The M11 is the 14th extended reach well drilled since BP began the Wytch Farm project in 1993. This well is part of Stage 3 development of the offshore section of the field's Sherwood reservoir. Wytch Farm produces 100,000 b/d from the Sherwood Triassic and Bridport Jurassic sandstone. Half of the field's recoverable reserves lie offshore under Poole Bay. Original plans were to drill this well offshore on an artificial island, but this extended reach project was shown to be more cost effective.

Water temperature fluctuations in US Gulf

Loop current eddies, runoff from the West Delta of the Mississippi River, or rogue currents from the ultra-deepwater Gulf of Mexico - which is it? These are questions Agip Petroleum is asking after monitoring temperature fluctuations off two production platforms in Grand Isle Block 102 only 50 miles offshore in the Gulf of Mexico.

Ed Van Dike, production engineering supervisor for Agip, said he became interested in these anomalies about three years ago when a hydrate plug formed in a production line about 8 miles from one of the platforms. The 16-in. gas sale line was transporting 100 MMt/d of un-dehydrated gas from the A platform in about 250 ft of water. Van Dike said the hydrate temperature at this pressure, 1,100 psi, was 60° F. That may not seem like very cold water, but the blockage occurred in July.

Curious, Van Dike installed thermo-couplings on the two platforms, about a mile apart, and began measuring the near bottom temperature fluctuations. What he found surprised him. There were quite a few spikes, as much as 10° in one day and the biggest fluctuations were during late June and early July, when temperatures would run anywhere from the high 60s to the low 50s.
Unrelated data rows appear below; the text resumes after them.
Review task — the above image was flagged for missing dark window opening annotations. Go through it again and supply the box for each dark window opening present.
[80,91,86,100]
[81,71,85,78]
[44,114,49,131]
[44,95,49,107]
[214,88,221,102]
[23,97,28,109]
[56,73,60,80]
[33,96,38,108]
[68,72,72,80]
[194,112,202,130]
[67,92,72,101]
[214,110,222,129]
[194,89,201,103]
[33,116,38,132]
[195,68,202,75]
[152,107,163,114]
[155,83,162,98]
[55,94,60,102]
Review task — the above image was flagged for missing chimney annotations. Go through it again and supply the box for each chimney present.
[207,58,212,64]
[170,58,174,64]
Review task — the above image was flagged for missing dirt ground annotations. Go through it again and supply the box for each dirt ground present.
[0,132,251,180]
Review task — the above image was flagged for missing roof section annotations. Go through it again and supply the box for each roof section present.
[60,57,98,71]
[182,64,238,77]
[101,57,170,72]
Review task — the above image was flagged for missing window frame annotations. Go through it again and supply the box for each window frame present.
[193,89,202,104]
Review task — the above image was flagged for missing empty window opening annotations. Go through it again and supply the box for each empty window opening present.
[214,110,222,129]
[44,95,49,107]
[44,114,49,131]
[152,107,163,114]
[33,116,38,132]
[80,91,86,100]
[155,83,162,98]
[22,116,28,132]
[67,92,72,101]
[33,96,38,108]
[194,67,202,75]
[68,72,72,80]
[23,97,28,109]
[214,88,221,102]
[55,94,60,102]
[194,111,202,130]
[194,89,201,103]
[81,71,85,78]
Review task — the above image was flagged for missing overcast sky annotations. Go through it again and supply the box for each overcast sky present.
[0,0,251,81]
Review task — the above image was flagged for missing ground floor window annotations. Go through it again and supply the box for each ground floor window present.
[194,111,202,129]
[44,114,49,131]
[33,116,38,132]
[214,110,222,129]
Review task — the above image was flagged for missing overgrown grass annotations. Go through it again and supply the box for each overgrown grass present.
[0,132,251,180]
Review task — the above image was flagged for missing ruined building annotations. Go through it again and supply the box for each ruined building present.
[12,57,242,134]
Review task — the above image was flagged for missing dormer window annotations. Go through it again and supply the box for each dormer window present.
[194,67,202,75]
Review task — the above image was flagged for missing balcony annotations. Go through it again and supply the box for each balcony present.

In some cases, there would be a temperature drop at one platform and none at the other, just a mile away.

Van Dike said he has not measured current speed or direction at these depths, nor has he taken salinity or oxygen readings, but he said he would like to see a study designed to predict these rapid fluctuations. If nothing else, it would save on the cost of methanol which is fogged into the line to avoid hydrate formation. Van Dike said he is currently querying DeepStar to gauge their interest in sponsoring such a study.